Is it that marketers have replaced these plans with other forms of strategic planning?

I recently read a piece on Medium that suggested brand and business strategies have replaced the marketing plan. The reasons set out were that marketing and business operations are today more closely aligned and that business strategy is sufficient to drive core marketing functions.

In some businesses these functions probably are entwined, but in my experience, without specialist focus and emphasis this often makes the marketing very prosaic and functional.

Is it that budgets are fluid and unreliable?

This is definitely something we have to acknowledge. Due to various factors beyond the control of marketing teams – pandemic and beyond – the marketing budget often sits perilously close to the abyss, subject to cancellation, or reduction. Things change and so do plans.

Or perhaps marketers are favouring more agile approaches altogether?
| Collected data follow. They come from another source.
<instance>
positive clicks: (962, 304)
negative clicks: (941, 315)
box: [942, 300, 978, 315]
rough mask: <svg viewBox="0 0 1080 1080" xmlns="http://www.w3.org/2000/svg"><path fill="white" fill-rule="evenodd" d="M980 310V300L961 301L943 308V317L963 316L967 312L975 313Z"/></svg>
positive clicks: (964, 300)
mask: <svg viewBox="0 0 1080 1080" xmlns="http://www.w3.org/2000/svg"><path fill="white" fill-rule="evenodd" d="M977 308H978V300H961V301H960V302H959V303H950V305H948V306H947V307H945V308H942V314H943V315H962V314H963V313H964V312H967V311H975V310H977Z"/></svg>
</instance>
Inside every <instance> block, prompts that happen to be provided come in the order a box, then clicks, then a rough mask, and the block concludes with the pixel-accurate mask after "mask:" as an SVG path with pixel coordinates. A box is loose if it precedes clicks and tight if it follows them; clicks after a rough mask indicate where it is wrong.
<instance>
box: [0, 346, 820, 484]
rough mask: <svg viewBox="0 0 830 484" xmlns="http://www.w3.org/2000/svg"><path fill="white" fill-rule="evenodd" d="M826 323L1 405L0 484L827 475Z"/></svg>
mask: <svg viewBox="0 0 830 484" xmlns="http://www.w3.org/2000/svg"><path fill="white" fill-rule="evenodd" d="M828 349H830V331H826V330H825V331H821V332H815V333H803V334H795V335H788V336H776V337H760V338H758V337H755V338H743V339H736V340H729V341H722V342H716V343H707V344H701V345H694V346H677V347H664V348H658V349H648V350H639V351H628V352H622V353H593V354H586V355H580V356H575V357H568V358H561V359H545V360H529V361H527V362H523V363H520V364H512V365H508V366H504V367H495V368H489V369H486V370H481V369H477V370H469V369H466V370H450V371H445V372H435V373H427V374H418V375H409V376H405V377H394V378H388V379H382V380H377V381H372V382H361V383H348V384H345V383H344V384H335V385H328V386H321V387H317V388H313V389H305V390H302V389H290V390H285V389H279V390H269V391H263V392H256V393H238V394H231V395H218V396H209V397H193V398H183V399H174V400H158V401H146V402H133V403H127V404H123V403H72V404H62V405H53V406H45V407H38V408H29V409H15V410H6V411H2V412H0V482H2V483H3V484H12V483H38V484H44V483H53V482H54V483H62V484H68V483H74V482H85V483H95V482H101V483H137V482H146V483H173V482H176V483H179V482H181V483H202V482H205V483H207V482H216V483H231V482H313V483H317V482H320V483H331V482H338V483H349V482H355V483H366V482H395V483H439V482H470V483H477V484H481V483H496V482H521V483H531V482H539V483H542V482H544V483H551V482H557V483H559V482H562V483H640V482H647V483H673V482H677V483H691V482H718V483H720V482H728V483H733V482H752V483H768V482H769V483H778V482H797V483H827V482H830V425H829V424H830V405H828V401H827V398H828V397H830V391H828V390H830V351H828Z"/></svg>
Are they leaning into the models of software companies – agile planning and experimentation, which by their nature favour short-term results and constant iteration?

My guess is that most marketers haven’t watched King Richard, the captivating biopic of Venus and Serena Williams’ father Richard, which among other things illuminates the power of a very good and well-considered plan.

While a plan is a bet on the future, a good plan lets you prepare for eventualities, consider the market, figure out when your moments are, and identify your weaknesses. A good plan will help you escape the expected and shape creative opportunities that will deliver an X return.

And it is not hard. Marketers simply need to give themselves time to plan. To seek the right inputs. Work with smart people. Develop a strategy and tactics, and then execute that plan as best as possible.

Andrew Reeves is head of strategy Melbourne at The Royals.